Un jeu étrange qui ne surprend guère le géopolitologue Pierre Verluise, directeur du site Diploweb . "Viktor Ianoukovitch prépare-t-il sa sortie du pouvoir ? Cela reste à voir, n'oublions pas qu'il a été élu officiellement, explique-t-il à metronews. Seule certitude : ces déclarations vont motiver les contestataires."

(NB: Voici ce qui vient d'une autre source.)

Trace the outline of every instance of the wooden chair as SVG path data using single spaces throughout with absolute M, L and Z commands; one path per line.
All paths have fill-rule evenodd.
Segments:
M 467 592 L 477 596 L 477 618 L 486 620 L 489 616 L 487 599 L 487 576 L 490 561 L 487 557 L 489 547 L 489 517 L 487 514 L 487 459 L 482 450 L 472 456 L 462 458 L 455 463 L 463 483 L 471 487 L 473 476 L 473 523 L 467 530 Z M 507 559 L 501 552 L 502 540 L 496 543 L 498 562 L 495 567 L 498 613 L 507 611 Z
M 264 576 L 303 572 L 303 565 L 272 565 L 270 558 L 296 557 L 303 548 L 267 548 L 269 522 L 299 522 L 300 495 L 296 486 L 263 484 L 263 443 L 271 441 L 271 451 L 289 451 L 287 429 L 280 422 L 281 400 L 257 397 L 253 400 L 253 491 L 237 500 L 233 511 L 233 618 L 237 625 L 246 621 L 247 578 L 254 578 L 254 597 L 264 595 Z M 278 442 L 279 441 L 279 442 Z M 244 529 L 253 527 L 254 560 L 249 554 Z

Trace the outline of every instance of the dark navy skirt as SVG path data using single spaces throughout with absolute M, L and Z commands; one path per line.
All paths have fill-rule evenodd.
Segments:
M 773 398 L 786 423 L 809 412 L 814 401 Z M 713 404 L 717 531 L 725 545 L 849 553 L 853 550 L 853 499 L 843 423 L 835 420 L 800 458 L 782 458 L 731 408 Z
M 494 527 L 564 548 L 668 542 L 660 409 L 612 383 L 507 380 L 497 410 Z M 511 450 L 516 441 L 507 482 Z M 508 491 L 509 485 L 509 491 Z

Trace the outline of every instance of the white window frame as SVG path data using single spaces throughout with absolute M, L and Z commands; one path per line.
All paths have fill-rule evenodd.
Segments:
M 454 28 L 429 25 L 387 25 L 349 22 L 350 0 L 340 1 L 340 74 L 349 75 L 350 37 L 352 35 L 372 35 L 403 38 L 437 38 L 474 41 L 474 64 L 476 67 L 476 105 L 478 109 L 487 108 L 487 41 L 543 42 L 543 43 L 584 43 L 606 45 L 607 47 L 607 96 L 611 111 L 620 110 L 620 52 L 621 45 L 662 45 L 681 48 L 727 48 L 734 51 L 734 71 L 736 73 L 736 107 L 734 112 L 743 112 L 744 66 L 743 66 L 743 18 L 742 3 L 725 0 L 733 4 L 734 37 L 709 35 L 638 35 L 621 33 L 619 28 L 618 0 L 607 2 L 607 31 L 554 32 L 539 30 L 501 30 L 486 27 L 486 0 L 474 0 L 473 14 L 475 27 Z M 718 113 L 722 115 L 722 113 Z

"Ianoukovitch veut nous arnaquer"

Ces derniers n'étaient que quelques dizaines au petit matin, casqués et un bâton à la main, sur la place de l'Indépendance à Kiev. Mais le coeur de la révolte pourrait très vite s'emballer : le Parlement – où Ianoukovitch a la majorité – a voté mardi soir une loi d'amnistie pour les manifestants arrêtés pendant les troubles. Problème : elle ne peut être ratifiée par le président, celui-ci s'étant fait porter pâle. Mais surtout, ses conditions – notamment l'obligation de libérer les rues et les bâtiments occupés sous 15 jours – ont été rejetées en bloc. "J'ai le sentiment que cet homme veut nous arnaquer et essais seulement de gagner du temps. Nous n'allons pas le laisser faire", a martelé l'ex-boxer Vitali Klitschko , figure de proue d'une opposition bien décidée à ne pas commettre les mêmes erreurs que ses ainés.

En 2004, Ioulia Timochenko – actuellement en prison pour "abus de pouvoir" – avait en effet été nommée Premier ministre. Avant d'être limogée quelques mois plus tard par le même Ianoukovitch. "L'opposition avait tout en main, mais n'en a pas fait grand chose. Ils se sont tiré une balle dans le pied", analyse Pierre Verluise. Sur le terrain, la détermination demeure palpable. "Notre lutte va continuer!" lançait hier encore le leader du parti nationaliste Oleg Tiagnybok à quelques centaines de manifestants transis de froid par moins vingt degrés.